Im übrigen kann ich Deiner Annahme nicht folgen, dass dieser Thread
andere Diskussionsteilnehmer langweilt. Da habe ich schon anderes
gelesen. Leider hatten die geäußerten Meinungen nichts mit dem Thema
sondern eher mit dem "kritischen Meinungsaustausch zweier Personen "
zu tun.
Aus diesem Grund möchte ich mich jetzt auch von dieser Diskussion
verabschieden. Selbstverständlich lese ich noch Deine Antwort, falls du
eine schreibst.
Thomas
Datum: Wed, 24 Jan 2007 20:03:44 +0100
Autor: Thomas B
|
Re: Höhepunkte der privaten Raumfahrt 2007?
Thomas B wrote:
> Aus meiner Sicht machst du es dir hier zu einfach.
Ich muss nicht verstehen, warum du beispielsweise lang
und breit ueber diesen Artikel zu einer Studie ueber die
Einstellung der US-Brueger zur NASA und zur VSE
geredet, heruminterpretiert und Behauptungen aufgestellt
hattest, wobei doch offensichtlich war, dass du den
Artikel gar nicht gelesen hast.
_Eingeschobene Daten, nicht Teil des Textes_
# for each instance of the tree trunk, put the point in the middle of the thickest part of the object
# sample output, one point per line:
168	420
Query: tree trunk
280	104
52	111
Das, was du behauptetest,
war jedenfalls dem Artikel nicht zu entnehmen.
Aus deiner Sicht mache ich es mir vielleicht einfach,
aber aus meiner Sicht ist solche Argumentation nun
auch nicht gerade als tiefschuerfend zu betrachten.
Im uebrigen: dass nun gerade der, der allein in diesem Thread
mehrfach dem gegenueber Aussagen unterstellt, die nicht
gemacht wurden, anderen vorwirft, sie wuerden es sich
zu einfach machen, entbehrt nicht der Komik.
Was Regulierungsmassnahmen in Bezug auf
die kommerziellen Aktivitaeten privater Unternehmen angeht,
dazu habe ich mich geaeussert. Ich stelle fest, dass du auf
sachbezogene Argumente, insbesondere solche mit
technischem Bezug, gar nicht eingehst. Nun, das steht dir
frei.
> > Vertikale Fluege, mit denen mal eben etwas ueber 100
> > km Hoehe gestippt wird, sehe ich nicht wirklich als
> > Raumfahrt an. Der Werbe-Hype mag das anders
> > darstellen, das bleibt denen ja unbenommen.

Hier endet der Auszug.